Wir sehen also, dass diese Ver­sion des pro­gres­siv­en Chris­ten­tums nicht nur die Lehre von der Sünde ablehnt. Sie lehnt auch das Erlö­sungswerk Christi am Kreuz ab. Ein­mal mehr wird das Chris­ten­tum auf bloßen Moral­is­mus reduziert.

Das progressive Christentum (zumindest diese Version) ist kein Christentum

Was bleibt vom his­torischen, bib­lis­chen Chris­ten­tum übrig, wenn man die Lehre von der Erb­sünde, die Vorstel­lung der Sünd­haftigkeit der Men­schen und das Ster­ben von Jesus am Kreuz für unser­er Sün­den ver­wirft? Nicht viel. J. Gre­sham Machen würde sog­ar behaupten, dass das was uns dann übrig bleibt, kein Chris­ten­tum mehr ist. Es ist etwas ganz anderes.

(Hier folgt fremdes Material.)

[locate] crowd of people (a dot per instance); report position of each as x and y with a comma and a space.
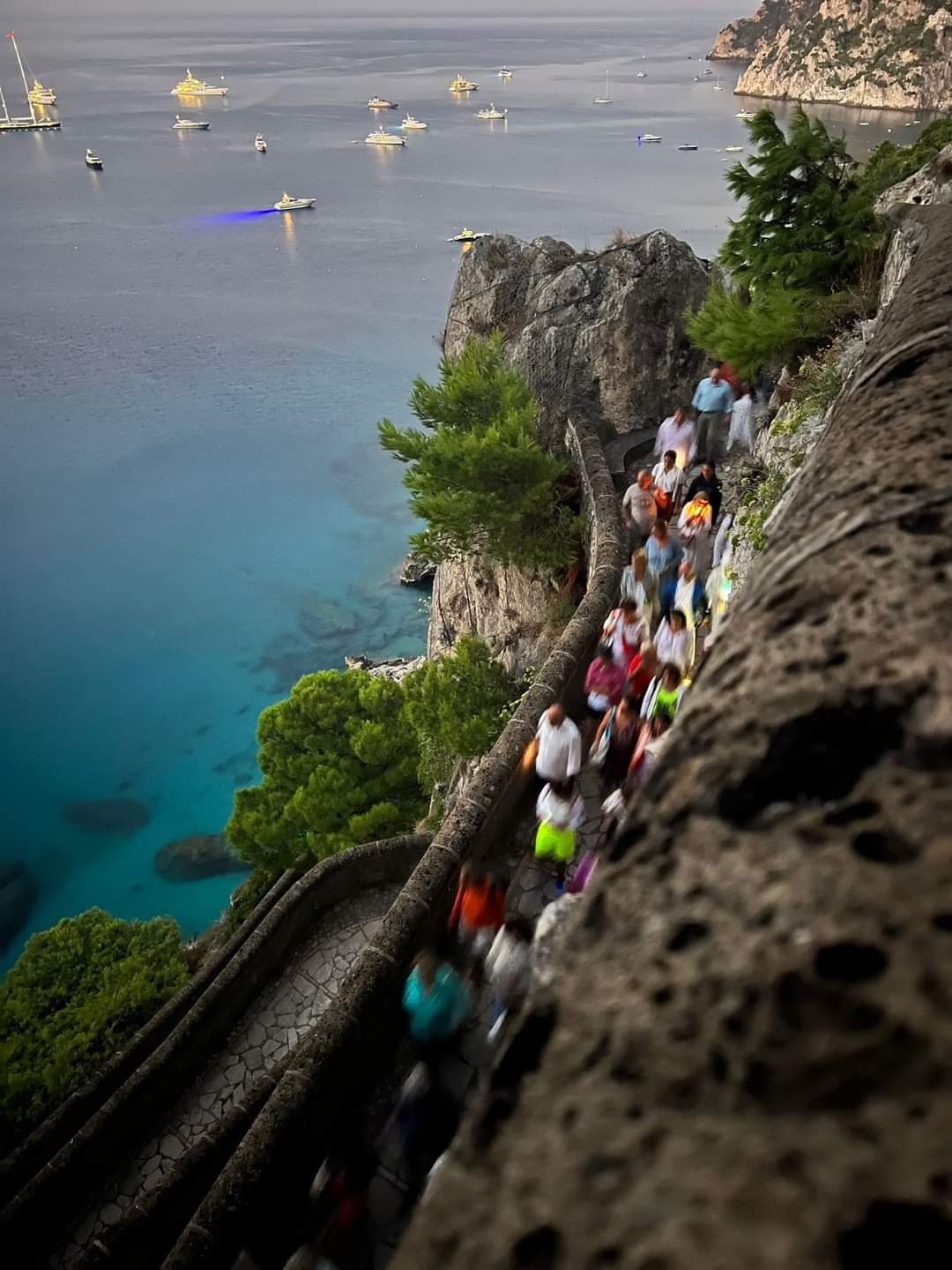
673, 594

Wir tun bess­er daran, der ein­fachen und klaren Botschaft des Apos­tels Paulus zu vertrauen:

«Zuver­läs­sig ist das Wort und würdig, vor­be­halt­los angenom­men zu wer­den: Chris­tus Jesus ist in die Welt gekom­men, um Sün­der zu ret­ten.» (1Tim 1:15)

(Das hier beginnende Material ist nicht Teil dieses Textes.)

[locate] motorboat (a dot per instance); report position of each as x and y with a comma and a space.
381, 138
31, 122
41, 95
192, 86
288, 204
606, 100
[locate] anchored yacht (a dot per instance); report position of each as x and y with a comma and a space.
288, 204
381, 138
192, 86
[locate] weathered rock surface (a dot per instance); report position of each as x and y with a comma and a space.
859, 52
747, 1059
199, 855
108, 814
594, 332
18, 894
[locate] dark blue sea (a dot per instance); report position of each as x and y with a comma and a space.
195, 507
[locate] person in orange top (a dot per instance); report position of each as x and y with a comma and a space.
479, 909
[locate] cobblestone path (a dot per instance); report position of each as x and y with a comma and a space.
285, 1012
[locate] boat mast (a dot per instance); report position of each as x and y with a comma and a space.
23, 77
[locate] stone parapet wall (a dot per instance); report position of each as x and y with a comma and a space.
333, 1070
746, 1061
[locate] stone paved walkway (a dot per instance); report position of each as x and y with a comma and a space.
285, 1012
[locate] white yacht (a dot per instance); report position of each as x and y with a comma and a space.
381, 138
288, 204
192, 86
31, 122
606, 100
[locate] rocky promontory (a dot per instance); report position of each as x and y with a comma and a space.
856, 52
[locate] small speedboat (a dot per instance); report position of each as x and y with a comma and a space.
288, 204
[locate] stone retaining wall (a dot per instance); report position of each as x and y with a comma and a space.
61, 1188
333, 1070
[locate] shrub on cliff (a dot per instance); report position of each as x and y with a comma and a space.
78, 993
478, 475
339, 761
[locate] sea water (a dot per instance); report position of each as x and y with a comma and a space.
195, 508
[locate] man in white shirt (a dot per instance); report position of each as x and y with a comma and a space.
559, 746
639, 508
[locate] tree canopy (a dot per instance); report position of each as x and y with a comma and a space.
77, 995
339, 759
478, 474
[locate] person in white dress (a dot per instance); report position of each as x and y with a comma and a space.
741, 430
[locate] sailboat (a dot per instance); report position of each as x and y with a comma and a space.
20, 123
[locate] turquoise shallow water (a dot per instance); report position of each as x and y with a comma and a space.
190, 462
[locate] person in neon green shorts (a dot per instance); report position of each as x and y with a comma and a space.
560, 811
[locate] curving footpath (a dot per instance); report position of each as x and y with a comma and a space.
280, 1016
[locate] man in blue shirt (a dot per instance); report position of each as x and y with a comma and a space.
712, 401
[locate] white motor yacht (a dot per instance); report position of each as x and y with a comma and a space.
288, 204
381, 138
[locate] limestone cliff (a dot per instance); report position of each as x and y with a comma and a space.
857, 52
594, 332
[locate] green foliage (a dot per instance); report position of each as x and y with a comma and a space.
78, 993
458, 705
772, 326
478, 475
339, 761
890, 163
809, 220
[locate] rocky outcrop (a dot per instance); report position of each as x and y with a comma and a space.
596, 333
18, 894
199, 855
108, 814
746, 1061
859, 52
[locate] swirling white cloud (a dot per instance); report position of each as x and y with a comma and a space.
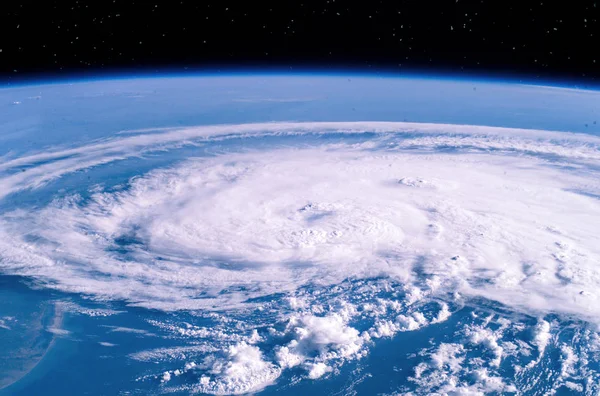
509, 215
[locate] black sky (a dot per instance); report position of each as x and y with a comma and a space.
559, 39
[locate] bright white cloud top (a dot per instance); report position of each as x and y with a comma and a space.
276, 256
509, 215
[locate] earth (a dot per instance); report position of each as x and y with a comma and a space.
322, 234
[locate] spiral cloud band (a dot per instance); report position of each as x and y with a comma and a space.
445, 214
483, 211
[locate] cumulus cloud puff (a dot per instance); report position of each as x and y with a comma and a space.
498, 216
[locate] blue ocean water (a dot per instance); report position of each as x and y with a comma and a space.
109, 283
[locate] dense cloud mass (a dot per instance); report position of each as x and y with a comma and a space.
442, 214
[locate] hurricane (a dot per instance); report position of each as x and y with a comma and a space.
435, 255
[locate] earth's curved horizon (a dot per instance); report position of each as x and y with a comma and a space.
316, 233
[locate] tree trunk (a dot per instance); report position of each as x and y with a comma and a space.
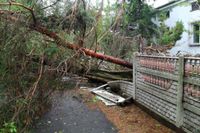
64, 43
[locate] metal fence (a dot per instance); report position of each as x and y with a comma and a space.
170, 87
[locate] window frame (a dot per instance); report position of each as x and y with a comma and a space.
193, 43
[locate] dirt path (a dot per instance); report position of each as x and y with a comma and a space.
78, 111
69, 114
130, 119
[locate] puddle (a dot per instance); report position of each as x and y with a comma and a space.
69, 115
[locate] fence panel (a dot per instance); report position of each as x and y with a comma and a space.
170, 87
191, 100
156, 85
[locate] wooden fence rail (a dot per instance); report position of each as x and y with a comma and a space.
170, 87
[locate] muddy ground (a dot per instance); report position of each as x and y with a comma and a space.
79, 111
129, 119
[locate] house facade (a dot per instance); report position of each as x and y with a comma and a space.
187, 11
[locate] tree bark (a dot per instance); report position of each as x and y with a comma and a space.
64, 43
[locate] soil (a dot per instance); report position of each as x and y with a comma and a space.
79, 111
129, 119
69, 114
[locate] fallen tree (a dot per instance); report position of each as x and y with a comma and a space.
61, 42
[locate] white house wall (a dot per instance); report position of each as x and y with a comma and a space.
182, 12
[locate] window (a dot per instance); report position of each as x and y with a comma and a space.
195, 6
196, 33
167, 14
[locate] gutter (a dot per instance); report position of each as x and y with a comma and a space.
170, 4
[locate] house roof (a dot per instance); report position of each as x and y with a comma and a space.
171, 3
167, 4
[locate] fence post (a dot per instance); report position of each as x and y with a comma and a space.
179, 107
134, 75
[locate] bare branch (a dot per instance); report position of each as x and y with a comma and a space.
23, 6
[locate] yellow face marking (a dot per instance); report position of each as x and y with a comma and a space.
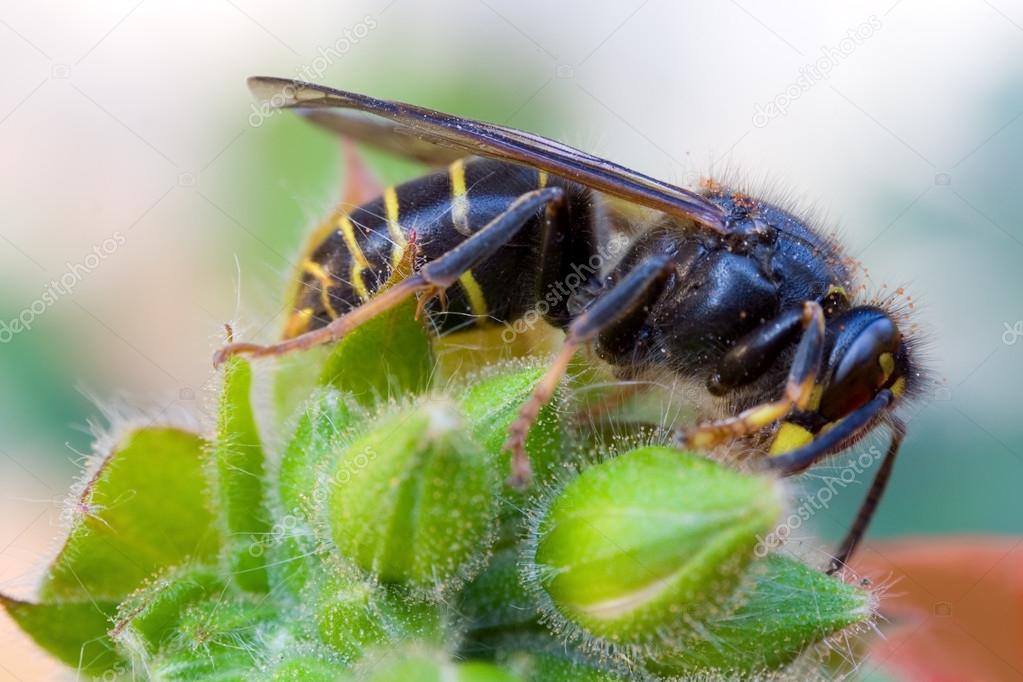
317, 271
359, 262
475, 293
459, 197
839, 289
887, 362
790, 437
298, 322
398, 240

Fragen zur Reflexion (nicht im Original)

Das zweite Gebot des pro­gres­siv­en Chris­ten­tums lautet «Das Poten­zial der Men­schen zu bestäti­gen ist wichtiger, als sie an ihre Gebrochen­heit zu erinnern»

  1. Inwiefern ist dieses Gebot eine Halbwahrheit?
  2. Wie kön­nte dieses zweite «Gebot» umfor­muliert wer­den, damit es dem entspricht, wie die Bibel Jesus beschreibt?
  3. Sind dir in let­zter Zeit in sozialen Medi­en, Büch­ern, Blogs, Artikeln oder Gesprächen Aus­sagen begeg­net, die davor war­nen, zu viel über Sünde zu reden? Inwiefern bestäti­gen diese Aus­sagen die Beobach­tun­gen dieses Kapitels?
  4. Weshalb ist die Idee, dass wir wenig über Sünde und dafür mehr über das Gute im Men­schen reden sollen, möglicher­weise so attraktiv?
  5. Welch­es Prob­lem haben wir, wenn wir diesem zweit­en pro­gres­siv­en Gebot glauben oder ihm nachgeben?
  6. Welche Aus­sagen in der Bibel kennst du, welche sowohl unsere Sünd­haftigkeit und Erlö­sungs­bedürftigkeit zum Aus­druck brin­gen, als auch die wieder­her­stel­lende Wirkung der Erlö­sung von Jesus? Fol­gende Bibel­stellen kön­nten dir Hin­weise geben: Offb 1:5–6, Kol 1:12–14, 2Cor 5:17–21
  7. Was nimmst du mit aus der Lek­türe dieses Kapi­tels, das dir hil­ft, in den Inhal­ten von pro­gres­siv­er Lit­er­atur oder Pod­casts bess­er unter­schei­den zu kön­nen, was bib­lisch und was nicht bib­lisch ist?

Fussnoten:

[1] J. Gre­sham Machen, Chris­tian­i­ty and Lib­er­al­ism (Grand Rapids, MI: Eerd­mans, 2009), Seite 64
[2] Philip Gul­ley, If the Church Were Chris­t­ian: Redis­cov­er­ing the Val­ues of Jesus (San Fran­cis­co, CA: Harper­One, 2010), Seit­en 40 und 30
[3] Gul­ley, Seite 33
[4] Gul­ley, Seit­en 37–40
[5] Gul­ley, Seit­en 44 und 43
[6] Gul­ley, Seit­en 44, meine Hervorhebungen

Die Fra­gen zur Reflex­ion wur­den durch Daniel Option zusammengestellt.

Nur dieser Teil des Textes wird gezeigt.